David Akers' observations about this date remain fairly relevant today. It is true that of the 1929-1932 issues, the 1929 is the most common by far. In fact, there are twice as many PCGS-certified examples of the 1929 Double Eagle as there are of any of the other four dates from this period. While there are perhaps more Uncirculated 1929 Double Eagles available today than when Akers wrote, they remain very difficult to find in MS65 and better conditions.
David Akers (1975/88):
From this issue to the end of the series, every issue in the Saint-Gaudens series is a major rarity. The 1929 is the least rare of the group, but it is still very difficult to locate in every Mint State grade. There does not seem to be an appreciable difference in rarity from MS-60 to MS-63 since there are as many choice Mint State examples of this issue in existence as there are minimal Mint State ones.
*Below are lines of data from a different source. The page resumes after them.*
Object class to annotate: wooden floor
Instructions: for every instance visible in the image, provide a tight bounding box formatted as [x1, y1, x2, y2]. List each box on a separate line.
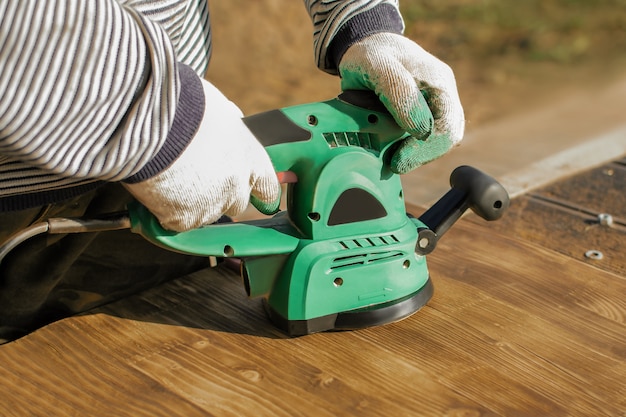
[1, 161, 625, 416]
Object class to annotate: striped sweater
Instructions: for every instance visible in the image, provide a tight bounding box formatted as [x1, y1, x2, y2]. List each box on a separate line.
[0, 0, 403, 211]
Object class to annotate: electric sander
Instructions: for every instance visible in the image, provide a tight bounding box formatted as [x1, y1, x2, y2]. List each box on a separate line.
[0, 91, 510, 336]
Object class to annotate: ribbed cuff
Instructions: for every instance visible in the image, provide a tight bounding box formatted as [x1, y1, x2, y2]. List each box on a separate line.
[124, 63, 205, 184]
[327, 3, 404, 71]
[0, 181, 104, 212]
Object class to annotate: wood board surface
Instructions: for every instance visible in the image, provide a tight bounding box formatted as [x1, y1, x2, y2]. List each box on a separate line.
[1, 163, 625, 417]
[483, 157, 626, 277]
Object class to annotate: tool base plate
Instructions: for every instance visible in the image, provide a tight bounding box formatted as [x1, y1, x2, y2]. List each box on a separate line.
[265, 278, 434, 336]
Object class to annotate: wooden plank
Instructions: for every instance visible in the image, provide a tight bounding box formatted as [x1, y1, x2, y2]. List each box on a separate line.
[1, 214, 624, 416]
[534, 161, 626, 218]
[477, 160, 626, 276]
[0, 272, 494, 417]
[409, 209, 626, 415]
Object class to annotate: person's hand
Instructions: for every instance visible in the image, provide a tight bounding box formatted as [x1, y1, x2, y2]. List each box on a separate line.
[339, 32, 465, 174]
[124, 79, 280, 232]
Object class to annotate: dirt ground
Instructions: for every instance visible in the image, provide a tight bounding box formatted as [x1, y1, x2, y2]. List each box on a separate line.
[206, 1, 626, 132]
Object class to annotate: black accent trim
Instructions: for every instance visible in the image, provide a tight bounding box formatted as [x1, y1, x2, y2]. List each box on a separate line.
[243, 110, 311, 147]
[265, 304, 339, 337]
[338, 90, 390, 114]
[328, 188, 387, 226]
[266, 278, 433, 336]
[335, 278, 434, 330]
[415, 228, 437, 255]
[327, 3, 404, 71]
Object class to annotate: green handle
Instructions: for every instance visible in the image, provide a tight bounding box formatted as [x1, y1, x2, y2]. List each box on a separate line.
[129, 202, 300, 257]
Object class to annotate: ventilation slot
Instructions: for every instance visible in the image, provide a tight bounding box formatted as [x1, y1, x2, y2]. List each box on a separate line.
[324, 132, 373, 149]
[338, 234, 398, 250]
[331, 254, 368, 269]
[330, 251, 404, 270]
[331, 234, 403, 270]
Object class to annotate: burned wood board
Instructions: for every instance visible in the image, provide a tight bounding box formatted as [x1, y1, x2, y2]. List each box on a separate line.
[477, 157, 626, 276]
[0, 214, 624, 416]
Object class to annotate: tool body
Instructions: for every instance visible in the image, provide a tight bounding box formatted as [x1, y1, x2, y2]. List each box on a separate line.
[130, 91, 509, 335]
[0, 91, 509, 336]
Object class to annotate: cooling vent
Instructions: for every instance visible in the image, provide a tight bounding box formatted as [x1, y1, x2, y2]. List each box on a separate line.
[331, 235, 403, 270]
[324, 132, 373, 149]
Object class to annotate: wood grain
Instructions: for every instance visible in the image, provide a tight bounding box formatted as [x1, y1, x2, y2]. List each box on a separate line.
[1, 210, 624, 416]
[479, 160, 626, 277]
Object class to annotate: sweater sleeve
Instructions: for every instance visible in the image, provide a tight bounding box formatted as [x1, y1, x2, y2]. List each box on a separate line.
[120, 0, 211, 76]
[303, 0, 404, 74]
[0, 0, 209, 200]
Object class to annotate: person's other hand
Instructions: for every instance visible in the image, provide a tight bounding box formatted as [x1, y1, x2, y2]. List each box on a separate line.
[339, 32, 465, 174]
[124, 79, 280, 232]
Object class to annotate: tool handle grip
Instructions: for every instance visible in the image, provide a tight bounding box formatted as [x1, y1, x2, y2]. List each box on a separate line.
[450, 165, 509, 221]
[419, 166, 509, 238]
[128, 202, 299, 257]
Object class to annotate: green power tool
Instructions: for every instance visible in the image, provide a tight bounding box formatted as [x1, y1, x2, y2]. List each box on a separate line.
[0, 91, 509, 336]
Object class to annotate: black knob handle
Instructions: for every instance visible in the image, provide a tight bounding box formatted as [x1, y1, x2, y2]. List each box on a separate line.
[415, 166, 509, 255]
[449, 165, 510, 221]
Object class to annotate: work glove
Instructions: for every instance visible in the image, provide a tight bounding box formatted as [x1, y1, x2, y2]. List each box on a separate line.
[124, 79, 281, 232]
[339, 32, 465, 174]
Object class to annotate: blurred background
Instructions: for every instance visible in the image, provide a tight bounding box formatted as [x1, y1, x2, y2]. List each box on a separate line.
[206, 0, 626, 205]
[208, 0, 626, 125]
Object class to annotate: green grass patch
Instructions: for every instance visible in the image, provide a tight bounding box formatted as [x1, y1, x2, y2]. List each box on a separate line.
[401, 0, 626, 64]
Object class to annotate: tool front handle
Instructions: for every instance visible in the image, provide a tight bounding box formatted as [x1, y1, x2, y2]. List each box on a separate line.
[128, 202, 300, 258]
[419, 166, 510, 239]
[449, 165, 509, 221]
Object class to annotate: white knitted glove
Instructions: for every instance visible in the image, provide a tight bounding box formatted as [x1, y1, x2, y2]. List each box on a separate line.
[124, 79, 280, 232]
[339, 32, 465, 173]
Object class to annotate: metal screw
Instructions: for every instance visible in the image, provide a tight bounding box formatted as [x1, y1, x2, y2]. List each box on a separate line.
[598, 213, 614, 227]
[584, 250, 604, 260]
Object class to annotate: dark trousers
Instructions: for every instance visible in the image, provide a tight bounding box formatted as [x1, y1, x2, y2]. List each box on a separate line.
[0, 184, 211, 343]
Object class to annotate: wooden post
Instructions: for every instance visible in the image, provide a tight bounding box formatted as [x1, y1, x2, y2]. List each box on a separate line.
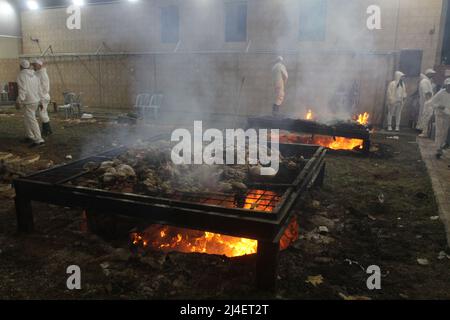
[15, 195, 34, 233]
[256, 240, 279, 291]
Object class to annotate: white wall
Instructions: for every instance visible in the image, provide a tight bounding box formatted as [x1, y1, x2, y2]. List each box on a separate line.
[0, 1, 21, 84]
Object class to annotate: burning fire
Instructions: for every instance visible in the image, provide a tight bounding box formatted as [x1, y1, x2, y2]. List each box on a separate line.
[312, 135, 364, 150]
[355, 112, 370, 126]
[243, 189, 275, 211]
[132, 226, 258, 257]
[277, 133, 364, 151]
[130, 190, 299, 257]
[305, 109, 313, 120]
[131, 216, 298, 258]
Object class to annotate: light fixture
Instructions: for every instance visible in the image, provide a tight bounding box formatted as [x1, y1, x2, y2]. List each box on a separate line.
[0, 1, 14, 14]
[26, 0, 39, 10]
[72, 0, 85, 6]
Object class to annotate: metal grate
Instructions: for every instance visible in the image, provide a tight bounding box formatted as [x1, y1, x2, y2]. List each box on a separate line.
[171, 189, 281, 213]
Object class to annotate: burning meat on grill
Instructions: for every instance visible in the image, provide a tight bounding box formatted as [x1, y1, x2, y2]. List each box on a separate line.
[73, 139, 308, 198]
[13, 135, 327, 290]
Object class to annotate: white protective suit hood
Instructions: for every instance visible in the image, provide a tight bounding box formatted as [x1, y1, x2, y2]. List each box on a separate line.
[20, 60, 30, 69]
[394, 71, 405, 84]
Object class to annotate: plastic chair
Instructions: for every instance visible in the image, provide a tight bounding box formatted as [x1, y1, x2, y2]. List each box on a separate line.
[134, 93, 151, 116]
[142, 94, 163, 121]
[60, 92, 83, 118]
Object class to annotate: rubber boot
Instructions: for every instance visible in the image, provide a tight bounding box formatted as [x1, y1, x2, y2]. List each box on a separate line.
[42, 122, 53, 137]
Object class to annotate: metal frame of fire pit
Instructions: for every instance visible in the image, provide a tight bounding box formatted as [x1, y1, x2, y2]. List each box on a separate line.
[248, 116, 371, 152]
[13, 136, 326, 290]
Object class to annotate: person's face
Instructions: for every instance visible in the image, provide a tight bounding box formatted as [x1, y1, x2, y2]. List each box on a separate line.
[34, 63, 42, 71]
[426, 73, 435, 79]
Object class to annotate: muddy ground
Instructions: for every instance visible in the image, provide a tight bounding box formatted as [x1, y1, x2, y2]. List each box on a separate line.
[0, 108, 449, 299]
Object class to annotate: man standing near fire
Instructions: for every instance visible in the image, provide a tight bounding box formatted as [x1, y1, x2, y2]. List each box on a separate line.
[16, 59, 45, 147]
[272, 56, 288, 117]
[417, 68, 436, 136]
[386, 71, 407, 132]
[430, 78, 450, 158]
[31, 59, 53, 136]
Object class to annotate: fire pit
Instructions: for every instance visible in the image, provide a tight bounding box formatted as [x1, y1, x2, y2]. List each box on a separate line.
[248, 116, 372, 152]
[13, 135, 326, 290]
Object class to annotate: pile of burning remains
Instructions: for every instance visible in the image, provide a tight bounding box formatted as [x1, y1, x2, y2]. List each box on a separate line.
[74, 140, 306, 197]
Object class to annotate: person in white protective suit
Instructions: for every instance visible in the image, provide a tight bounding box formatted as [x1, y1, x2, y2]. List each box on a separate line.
[272, 56, 288, 117]
[431, 78, 450, 158]
[31, 59, 53, 136]
[16, 60, 45, 147]
[386, 71, 407, 131]
[416, 69, 436, 136]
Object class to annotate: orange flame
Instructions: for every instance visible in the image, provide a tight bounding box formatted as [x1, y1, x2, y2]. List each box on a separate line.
[356, 112, 370, 126]
[243, 189, 276, 211]
[305, 109, 313, 120]
[278, 133, 364, 151]
[131, 225, 258, 257]
[131, 218, 298, 257]
[130, 190, 299, 257]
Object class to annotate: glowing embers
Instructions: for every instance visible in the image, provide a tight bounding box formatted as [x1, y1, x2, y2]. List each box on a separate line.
[131, 217, 299, 258]
[131, 226, 258, 257]
[278, 132, 364, 151]
[130, 189, 297, 257]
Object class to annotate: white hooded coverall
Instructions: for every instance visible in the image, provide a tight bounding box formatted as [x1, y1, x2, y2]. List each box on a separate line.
[418, 74, 433, 118]
[430, 83, 450, 149]
[35, 67, 51, 124]
[272, 62, 288, 107]
[416, 74, 434, 134]
[17, 68, 44, 144]
[386, 71, 407, 130]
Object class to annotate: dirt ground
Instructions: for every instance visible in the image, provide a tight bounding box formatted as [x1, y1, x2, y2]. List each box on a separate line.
[0, 108, 449, 300]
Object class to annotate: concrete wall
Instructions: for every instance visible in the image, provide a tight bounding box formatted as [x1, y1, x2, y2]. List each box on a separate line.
[0, 0, 21, 89]
[19, 0, 448, 125]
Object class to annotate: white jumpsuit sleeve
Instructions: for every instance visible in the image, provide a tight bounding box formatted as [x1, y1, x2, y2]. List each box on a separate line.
[41, 71, 50, 101]
[386, 81, 396, 106]
[17, 74, 26, 103]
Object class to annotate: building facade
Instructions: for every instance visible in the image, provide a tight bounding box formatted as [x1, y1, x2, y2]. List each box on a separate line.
[4, 0, 449, 124]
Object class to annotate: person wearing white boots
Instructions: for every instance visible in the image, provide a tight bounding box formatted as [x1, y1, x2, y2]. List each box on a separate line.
[386, 71, 407, 132]
[16, 59, 45, 147]
[417, 69, 436, 137]
[31, 59, 53, 136]
[430, 78, 450, 159]
[271, 56, 288, 117]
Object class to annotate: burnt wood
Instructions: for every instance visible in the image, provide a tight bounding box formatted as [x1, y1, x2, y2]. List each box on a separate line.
[248, 116, 371, 153]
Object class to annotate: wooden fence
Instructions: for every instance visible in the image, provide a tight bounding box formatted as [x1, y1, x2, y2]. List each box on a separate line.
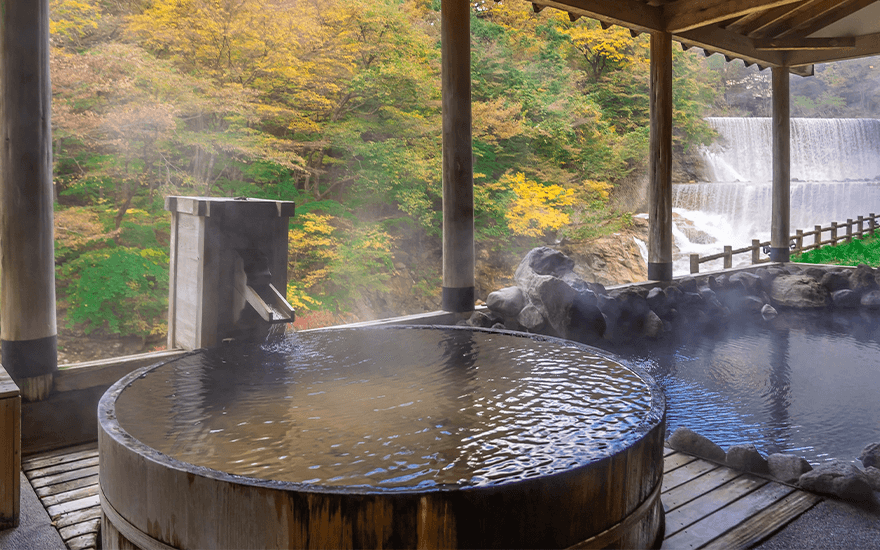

I have seen only a few really exceptional quality 1929 double eagles, coins that were definitely better than MS-65, but I know of at least two in prominent private collections that have strong claim to grading full MS-67. However, I have seen more super examples of the 1931 and 1932 than I have of the 1929, so it may come as a surprise to some that one is probably more likely to be able to find an MS-65+ or better 1931 or 1932 than a similar quality 1929.
The 1929 is nearly always very sharply struck. The typical specimen is fully frosty and has very good lustre and color. Most specimens are a medium to rich greenish gold or yellow gold color, sometimes with faint rose or orange overtones. Copper stains are often seen on this issue.